FRPのボディは一体形成で継ぎ目がなく、従ってどこかをぶつけたりして割れた場合、部分補修できなければ全体を総とっかえになる。むろん部分補修もアルミのボディほど綺麗に確実にできるわけではない。
これが見られてナンボの車である以上、人々の反応だけが重要な点になるわけだが、それについては以下のとおり。
乗っていればこちらに視線を向けてくる人々も多く、駐車車両に若者が遠巻きに眺めたりもするが、彼らがどんな思いなのかは聞き耳を立てねばわからない。それなりに車好きな若者であれば、オロチが張り子の虎で中身が伴っていないことは知っていて、「すげえな」と言いつつもニヤついていたり、野次馬気分の見物である。フェラーリなどと違い、オロチのオーナーはこうした若者たち、あるいは青年・中年たちに気軽に声をかけられてしまう。もしオロチをガソリンスタンドに滑りこませたときに、外車のスーパースポーツやラグジュアリーカーと同様の畏敬の念を受けることを期待しているのなら、それはおおいに見当違いであると言える。むしろ、リアに倖田來未の絵をペイントしているような派手な色彩のワンボックスに対する人々の反応に近いと言えよう。
200万円を納めなければ試乗をさせない、そして申し込みから納車まで半年あるいは1年もかかるという強気な態度はさしずめ海外の最高級車だが、たとえオロチの見た目に魅せられ、FRPでもいいやと思う人がいたとしても、1千万では買わないというのは申し込みの少なさによって証明されている。速いかどうか以前に、車は人の命を乗せて走っている。メルセデスはレースでの経験に基づいた安全設計が世界的評価を受けていて、値段はオロチと変わらない。

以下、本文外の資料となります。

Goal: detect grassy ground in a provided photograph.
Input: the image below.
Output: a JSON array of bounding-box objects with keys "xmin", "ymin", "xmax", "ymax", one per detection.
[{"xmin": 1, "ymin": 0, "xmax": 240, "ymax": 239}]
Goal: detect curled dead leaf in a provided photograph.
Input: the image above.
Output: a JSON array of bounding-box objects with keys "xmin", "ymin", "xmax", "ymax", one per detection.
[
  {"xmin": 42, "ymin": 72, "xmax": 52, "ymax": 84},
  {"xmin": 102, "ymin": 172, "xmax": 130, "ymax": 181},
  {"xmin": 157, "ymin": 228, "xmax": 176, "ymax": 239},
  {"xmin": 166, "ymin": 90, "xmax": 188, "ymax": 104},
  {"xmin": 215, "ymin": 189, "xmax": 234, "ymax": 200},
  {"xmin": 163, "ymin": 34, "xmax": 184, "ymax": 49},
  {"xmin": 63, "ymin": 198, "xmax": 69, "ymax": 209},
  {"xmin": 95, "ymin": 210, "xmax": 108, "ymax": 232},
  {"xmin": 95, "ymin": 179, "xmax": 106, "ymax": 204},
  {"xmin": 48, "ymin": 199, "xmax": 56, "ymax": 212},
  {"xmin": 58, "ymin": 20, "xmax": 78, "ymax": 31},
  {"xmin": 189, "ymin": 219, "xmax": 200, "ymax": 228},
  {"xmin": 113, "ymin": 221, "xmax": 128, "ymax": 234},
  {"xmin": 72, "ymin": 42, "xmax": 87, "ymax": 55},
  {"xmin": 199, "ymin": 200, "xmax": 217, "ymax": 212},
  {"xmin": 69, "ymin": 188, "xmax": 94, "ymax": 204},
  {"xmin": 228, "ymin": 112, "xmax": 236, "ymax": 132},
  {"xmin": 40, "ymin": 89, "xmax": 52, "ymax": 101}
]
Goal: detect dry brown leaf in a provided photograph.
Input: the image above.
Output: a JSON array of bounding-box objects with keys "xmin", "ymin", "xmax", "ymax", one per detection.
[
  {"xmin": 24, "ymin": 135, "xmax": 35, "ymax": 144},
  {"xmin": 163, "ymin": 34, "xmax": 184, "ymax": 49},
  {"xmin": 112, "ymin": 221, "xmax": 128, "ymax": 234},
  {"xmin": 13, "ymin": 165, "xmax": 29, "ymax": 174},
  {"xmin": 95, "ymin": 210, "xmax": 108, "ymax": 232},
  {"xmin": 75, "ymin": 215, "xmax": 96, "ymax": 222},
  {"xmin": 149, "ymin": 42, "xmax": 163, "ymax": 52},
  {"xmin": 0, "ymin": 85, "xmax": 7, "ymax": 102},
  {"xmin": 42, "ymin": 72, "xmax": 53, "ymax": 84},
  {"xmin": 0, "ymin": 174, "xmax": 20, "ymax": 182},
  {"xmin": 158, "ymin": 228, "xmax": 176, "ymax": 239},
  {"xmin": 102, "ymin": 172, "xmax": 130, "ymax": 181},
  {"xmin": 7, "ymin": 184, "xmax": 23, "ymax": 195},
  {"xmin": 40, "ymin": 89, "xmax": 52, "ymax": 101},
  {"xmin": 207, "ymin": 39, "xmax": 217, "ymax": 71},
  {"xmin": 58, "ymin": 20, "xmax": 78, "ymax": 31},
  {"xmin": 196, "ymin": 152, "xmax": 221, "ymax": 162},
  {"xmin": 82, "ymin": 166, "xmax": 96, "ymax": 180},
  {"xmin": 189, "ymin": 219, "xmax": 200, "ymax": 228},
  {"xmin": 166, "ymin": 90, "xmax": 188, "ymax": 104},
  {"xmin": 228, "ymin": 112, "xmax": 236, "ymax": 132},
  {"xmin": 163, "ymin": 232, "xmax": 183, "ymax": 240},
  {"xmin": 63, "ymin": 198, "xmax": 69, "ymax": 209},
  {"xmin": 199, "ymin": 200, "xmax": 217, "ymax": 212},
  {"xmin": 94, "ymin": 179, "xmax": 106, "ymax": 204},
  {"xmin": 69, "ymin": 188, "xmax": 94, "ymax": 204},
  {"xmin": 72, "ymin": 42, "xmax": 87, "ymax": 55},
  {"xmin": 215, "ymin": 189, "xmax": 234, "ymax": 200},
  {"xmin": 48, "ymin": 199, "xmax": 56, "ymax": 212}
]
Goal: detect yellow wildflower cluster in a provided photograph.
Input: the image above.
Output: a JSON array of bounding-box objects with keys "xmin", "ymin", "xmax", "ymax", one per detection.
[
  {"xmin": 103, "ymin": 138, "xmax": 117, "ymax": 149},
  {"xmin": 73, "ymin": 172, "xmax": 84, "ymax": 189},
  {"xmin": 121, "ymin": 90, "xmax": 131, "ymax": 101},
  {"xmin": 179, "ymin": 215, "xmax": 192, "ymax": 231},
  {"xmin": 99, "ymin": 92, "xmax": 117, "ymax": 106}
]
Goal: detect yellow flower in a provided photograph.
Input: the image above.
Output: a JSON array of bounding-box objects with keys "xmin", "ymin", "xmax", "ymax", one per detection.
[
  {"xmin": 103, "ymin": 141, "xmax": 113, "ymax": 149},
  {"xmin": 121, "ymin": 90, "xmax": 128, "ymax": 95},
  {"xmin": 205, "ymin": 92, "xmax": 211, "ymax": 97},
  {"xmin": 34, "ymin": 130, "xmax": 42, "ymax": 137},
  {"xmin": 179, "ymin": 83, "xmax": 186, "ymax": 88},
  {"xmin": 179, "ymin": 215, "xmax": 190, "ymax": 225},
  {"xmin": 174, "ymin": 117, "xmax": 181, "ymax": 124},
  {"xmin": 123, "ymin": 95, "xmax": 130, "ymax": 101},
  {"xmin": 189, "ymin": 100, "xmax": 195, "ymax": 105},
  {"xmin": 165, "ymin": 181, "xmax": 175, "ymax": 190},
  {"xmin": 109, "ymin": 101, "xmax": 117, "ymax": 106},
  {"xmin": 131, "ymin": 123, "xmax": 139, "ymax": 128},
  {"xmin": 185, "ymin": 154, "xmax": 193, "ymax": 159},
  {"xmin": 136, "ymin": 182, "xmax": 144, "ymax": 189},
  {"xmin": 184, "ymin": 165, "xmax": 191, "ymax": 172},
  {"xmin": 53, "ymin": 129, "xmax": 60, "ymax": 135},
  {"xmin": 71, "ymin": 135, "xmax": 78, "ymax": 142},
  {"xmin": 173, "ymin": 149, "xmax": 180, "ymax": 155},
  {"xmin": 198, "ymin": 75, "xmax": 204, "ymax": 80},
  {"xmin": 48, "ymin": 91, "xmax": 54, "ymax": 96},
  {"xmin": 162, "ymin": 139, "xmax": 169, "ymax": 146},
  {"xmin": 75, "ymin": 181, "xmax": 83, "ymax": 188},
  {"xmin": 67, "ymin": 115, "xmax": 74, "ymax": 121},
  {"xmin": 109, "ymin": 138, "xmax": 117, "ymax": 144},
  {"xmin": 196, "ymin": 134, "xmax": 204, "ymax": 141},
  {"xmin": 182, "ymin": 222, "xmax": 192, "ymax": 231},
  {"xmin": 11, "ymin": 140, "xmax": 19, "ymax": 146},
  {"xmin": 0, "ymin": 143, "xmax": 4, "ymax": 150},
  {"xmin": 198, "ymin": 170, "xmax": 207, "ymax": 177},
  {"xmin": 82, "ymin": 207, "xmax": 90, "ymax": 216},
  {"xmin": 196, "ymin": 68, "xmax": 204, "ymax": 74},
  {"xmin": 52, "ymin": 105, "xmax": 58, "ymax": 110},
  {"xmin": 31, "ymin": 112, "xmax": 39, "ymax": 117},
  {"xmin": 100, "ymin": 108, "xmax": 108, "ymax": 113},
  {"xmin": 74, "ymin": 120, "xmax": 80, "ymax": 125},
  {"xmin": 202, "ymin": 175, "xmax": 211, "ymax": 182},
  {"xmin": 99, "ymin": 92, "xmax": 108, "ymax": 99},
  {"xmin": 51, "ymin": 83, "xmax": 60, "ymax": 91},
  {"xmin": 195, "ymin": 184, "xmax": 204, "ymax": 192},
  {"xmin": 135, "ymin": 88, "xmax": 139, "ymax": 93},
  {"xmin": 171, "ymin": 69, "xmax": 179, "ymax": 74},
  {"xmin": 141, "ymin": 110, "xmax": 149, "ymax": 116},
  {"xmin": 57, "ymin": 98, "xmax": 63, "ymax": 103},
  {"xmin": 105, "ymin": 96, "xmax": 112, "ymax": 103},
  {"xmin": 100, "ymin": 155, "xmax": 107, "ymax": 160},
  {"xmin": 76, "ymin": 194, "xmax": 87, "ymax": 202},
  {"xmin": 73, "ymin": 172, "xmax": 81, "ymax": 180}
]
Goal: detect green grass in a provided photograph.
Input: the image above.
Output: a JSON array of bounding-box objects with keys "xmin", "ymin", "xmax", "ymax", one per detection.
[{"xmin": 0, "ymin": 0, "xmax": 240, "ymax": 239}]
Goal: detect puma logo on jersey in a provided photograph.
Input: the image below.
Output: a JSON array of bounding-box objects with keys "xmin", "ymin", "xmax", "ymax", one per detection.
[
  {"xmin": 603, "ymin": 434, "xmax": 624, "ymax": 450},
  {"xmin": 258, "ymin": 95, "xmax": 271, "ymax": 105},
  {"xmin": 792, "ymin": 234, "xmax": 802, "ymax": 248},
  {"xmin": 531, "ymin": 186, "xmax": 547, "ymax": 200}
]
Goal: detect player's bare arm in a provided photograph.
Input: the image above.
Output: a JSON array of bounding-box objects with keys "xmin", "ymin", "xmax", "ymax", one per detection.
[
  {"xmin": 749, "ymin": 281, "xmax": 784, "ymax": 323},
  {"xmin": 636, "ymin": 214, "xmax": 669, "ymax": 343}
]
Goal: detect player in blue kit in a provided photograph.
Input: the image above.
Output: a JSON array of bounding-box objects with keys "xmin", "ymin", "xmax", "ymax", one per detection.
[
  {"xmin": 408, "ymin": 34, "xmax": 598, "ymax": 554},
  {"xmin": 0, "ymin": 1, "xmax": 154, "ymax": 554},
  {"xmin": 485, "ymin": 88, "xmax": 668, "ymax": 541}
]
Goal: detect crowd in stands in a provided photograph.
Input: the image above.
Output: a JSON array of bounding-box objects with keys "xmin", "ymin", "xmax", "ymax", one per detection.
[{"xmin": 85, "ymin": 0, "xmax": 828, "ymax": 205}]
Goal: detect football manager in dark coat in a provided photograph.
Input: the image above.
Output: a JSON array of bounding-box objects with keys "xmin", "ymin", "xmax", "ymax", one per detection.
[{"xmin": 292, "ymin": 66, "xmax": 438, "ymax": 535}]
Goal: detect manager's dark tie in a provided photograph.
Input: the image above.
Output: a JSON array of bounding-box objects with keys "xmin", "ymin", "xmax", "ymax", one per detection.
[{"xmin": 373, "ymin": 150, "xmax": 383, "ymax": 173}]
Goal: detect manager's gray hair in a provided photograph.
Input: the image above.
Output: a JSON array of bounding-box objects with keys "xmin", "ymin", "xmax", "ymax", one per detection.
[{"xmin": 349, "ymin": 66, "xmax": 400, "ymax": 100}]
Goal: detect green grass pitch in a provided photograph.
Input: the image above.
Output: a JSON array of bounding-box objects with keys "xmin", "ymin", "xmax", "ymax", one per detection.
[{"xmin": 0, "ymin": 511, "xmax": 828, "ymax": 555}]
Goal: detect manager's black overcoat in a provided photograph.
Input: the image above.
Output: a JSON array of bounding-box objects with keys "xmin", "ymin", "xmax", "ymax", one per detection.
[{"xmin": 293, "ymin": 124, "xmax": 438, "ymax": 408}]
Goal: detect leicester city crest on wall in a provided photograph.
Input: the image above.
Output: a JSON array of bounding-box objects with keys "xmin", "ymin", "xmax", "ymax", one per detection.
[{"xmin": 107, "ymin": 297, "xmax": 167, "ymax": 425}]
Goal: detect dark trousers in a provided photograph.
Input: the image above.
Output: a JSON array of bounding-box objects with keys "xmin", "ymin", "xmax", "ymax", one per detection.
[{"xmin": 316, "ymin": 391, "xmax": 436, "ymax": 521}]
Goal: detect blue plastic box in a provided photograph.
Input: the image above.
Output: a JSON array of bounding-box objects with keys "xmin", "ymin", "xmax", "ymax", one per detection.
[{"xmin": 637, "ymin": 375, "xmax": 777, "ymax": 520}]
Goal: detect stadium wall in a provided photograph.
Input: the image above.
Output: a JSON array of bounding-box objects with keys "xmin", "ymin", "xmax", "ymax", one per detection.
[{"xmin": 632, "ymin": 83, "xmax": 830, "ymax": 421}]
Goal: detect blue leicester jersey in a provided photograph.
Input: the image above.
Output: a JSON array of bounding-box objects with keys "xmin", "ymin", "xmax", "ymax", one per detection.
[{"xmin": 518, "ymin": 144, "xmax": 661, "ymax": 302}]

かつてのスーパーカーブームにおいて人気の車は実は性能面において張子の虎であり、最高馬力も速度も出鱈目だった…からと言って、21世紀に新たに作る車が同じ方向性で良いはずもない。あの当時よりラグジュアリースポーツカーは人々にとって身近になり、だからこそ本物の性能をユーザーは求めるのである。一千万円の車となればなおさらである。